Thank you for feedback on your first impression of the GAPS Diet. Yes, it is a challenging protocol to follow — really a lifestyle to change over to. But well worth the challenge for those who have dealt with chronic health issues. Autoimmune disease is on the rise, and my belief is this will continue. Autism has been on the increase with no signs of slowing down in prevalence. Who doesn’t know someone who suffers from either Celiac Disease, Crohn’s Disease or Ulcerative Colitis? Who doesn’t know someone who suffers from depression, bipolar disorder, ADD/ADHD, or autism? In fact, many people see multiples of these health issues within their very own family!

I love the way that a new friend of mine describes the GAPS Introduction Diet protocol: “The GAPS intro is an intensive healing protocol to repair the gut. The gut is an amazingly important part of our body- it directly influences digestion, the immune system, allergies, mental conditions, and many other health problems. The GAPS intro is like pushing the ‘reset’ button on our bodies after years and/or generations of toxin buildup, poor nutrition, and antibiotic use. Because so many of us in our modern culture could really use this reset, I’m starting a free 30 day challenge in the month of October to encourage those of you who want to complete the GAPS Intro.” ~ Cara, Health, Home, & Happiness

After the Intro, the Full GAPS Diet is much easier to incorporate and not be deprived at all. The danger, though, is that many go over-board on the baked goods with the nut flours, and here is where there must be a balance! I have always loved to bake, and my family loves bread! This will be the most challenging part for me and would be for anyone else in my family. I look forward to experiencing this first-hand myself so I can enjoy embracing the new lifestyle, experimenting in the kitchen and sharing the wonderfully delicious foods! Not to mention the health benefits, some of which will likely be surprises to me!

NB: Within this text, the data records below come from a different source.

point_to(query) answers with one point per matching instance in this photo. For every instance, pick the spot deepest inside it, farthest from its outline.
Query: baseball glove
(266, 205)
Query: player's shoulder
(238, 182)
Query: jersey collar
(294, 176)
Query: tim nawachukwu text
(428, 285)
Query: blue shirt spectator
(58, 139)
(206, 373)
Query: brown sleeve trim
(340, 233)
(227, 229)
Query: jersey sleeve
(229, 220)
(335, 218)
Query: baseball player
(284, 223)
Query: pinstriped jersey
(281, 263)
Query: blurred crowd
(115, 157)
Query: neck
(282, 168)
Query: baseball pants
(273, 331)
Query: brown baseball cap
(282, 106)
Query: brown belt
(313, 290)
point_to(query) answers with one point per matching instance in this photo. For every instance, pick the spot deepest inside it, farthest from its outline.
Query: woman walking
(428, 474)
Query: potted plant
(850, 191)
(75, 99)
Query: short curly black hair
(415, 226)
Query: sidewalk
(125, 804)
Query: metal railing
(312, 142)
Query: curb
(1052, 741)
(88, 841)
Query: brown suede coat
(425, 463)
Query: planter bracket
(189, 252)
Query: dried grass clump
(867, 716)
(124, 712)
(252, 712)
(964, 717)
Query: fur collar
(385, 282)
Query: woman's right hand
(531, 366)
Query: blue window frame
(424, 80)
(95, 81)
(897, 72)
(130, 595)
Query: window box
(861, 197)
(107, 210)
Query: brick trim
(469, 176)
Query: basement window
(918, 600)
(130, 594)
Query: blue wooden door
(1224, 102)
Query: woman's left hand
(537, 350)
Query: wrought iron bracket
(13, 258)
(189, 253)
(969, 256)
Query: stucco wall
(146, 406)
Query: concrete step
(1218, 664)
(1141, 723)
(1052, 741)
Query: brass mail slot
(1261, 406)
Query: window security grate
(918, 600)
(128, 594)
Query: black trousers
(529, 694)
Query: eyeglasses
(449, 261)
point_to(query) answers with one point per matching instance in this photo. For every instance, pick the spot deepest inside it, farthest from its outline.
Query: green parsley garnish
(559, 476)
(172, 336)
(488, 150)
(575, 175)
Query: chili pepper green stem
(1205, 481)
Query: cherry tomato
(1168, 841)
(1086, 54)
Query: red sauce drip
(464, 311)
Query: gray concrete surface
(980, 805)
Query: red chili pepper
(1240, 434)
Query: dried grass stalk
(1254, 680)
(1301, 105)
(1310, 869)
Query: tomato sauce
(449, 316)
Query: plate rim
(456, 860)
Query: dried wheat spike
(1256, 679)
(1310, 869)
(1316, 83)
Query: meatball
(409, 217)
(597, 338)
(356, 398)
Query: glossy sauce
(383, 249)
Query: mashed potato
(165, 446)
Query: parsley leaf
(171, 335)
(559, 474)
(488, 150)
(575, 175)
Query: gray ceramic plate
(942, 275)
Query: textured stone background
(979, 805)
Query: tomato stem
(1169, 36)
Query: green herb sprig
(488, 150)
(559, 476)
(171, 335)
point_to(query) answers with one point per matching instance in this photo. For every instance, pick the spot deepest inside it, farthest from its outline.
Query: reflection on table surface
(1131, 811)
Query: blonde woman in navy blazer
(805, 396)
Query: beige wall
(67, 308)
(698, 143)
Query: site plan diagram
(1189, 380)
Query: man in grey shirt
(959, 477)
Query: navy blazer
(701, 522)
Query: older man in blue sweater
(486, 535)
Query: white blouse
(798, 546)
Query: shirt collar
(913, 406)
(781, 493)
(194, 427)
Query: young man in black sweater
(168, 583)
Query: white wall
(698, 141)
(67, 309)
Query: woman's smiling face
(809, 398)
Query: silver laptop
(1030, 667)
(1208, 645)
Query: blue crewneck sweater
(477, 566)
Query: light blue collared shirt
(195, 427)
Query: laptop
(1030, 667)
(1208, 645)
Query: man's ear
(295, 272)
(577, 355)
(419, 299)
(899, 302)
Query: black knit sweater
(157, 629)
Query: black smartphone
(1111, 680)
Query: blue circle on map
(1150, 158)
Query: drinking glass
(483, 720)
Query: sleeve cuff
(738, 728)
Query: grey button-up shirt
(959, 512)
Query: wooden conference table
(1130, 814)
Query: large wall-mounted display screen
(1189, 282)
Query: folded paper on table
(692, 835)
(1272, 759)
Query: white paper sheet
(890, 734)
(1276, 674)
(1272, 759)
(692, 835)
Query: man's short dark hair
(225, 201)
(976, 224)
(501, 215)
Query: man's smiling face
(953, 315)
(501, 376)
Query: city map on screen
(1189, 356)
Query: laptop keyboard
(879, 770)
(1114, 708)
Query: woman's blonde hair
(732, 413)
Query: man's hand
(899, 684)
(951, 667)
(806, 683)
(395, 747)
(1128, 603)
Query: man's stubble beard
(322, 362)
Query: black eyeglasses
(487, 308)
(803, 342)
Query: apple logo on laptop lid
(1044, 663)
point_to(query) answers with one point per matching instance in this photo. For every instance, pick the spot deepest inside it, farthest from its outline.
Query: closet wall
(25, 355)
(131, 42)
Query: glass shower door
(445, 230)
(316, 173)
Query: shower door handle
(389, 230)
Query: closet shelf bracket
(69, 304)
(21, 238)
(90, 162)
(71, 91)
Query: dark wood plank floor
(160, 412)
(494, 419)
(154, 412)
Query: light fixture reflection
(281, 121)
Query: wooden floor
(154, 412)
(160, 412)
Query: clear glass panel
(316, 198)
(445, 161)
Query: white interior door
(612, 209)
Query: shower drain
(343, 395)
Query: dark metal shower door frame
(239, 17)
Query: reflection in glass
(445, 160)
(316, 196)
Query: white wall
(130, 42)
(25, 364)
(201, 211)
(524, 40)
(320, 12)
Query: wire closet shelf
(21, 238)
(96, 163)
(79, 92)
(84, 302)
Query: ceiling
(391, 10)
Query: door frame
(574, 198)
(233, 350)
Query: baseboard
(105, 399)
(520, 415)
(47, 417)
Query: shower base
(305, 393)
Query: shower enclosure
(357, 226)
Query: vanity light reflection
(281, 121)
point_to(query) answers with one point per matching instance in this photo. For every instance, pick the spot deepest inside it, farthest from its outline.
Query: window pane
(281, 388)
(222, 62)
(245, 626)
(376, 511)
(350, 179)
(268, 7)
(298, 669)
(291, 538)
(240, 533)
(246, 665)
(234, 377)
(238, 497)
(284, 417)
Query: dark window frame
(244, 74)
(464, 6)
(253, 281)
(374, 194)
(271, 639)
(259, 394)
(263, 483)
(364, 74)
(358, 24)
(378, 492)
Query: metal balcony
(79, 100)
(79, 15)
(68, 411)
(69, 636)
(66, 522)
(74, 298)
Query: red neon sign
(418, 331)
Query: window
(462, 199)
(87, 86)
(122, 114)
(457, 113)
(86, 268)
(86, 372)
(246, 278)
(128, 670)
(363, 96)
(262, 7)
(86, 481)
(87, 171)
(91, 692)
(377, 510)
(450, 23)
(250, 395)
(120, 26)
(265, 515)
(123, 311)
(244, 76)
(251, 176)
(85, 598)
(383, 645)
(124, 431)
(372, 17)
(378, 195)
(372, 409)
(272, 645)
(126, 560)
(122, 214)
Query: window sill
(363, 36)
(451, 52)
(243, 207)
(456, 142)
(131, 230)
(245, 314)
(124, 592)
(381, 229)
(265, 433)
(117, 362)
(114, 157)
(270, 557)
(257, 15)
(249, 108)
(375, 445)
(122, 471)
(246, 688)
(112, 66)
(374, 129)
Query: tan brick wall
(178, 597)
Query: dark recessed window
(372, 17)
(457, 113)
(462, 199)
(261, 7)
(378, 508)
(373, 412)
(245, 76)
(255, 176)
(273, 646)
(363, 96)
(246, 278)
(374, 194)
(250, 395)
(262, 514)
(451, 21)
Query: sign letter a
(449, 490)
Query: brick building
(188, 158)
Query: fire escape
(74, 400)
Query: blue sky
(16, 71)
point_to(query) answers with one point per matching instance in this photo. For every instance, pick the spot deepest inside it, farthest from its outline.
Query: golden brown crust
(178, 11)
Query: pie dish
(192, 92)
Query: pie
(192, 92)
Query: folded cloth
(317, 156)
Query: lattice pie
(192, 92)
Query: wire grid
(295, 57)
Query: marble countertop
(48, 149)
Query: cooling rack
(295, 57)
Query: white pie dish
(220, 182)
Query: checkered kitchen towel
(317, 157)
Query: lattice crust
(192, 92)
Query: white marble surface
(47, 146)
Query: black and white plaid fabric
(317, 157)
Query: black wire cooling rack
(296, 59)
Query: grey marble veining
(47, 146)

I’ll be posting more here very soon as we near the start of the Intro Diet on October 1st. Thank you for stopping by!



daisy September 26, 2011

I’m glad you’ve found something that works for you. I had considered using it for my son with autism, but he is not much of a meat eater. I don’t eat meat at all and it just seemed so difficult at the beginning. I give you a lot of credit for being able to stick with it. Continued blessings…
daisy recently posted..Feed Store Heaven


Beth Wiles September 27, 2011

Hi Daisy,

Thank you for stopping by! Have you tried the SCD for your son? I realize the GAPS Diet would be difficult for non-meat-eaters. We’ve not yet started — due to start on October 1st, so just a few more days! I’ll keep you posted. By the way, I love your blog and look forward to connecting with you, Daisy! :)



Vicky September 27, 2011

What an interesting article! My son has been “cured” if Crohn’s following the Specific Carbohydrate Diet for 5 years which is very similar to the GAPS Diet! Diet does work, it’s all about the will power! Good luck!
Vicky recently posted..Stuffed Courgettes GF SCD


Beth Wiles September 27, 2011

Hi Vicky,

Thank you for stopping by and checking out my article. I have a friend who has healed his Crohn’s fairly well on the SCD. Many find they get to a better place of healing when going from SCD to GAPS. I’ve checked out your blog and will be following — great recipes there!! I’m looking forward to our start on the GAPS Introduction Diet in just a few days on Oct. 1st and will post updates here, so check back soon!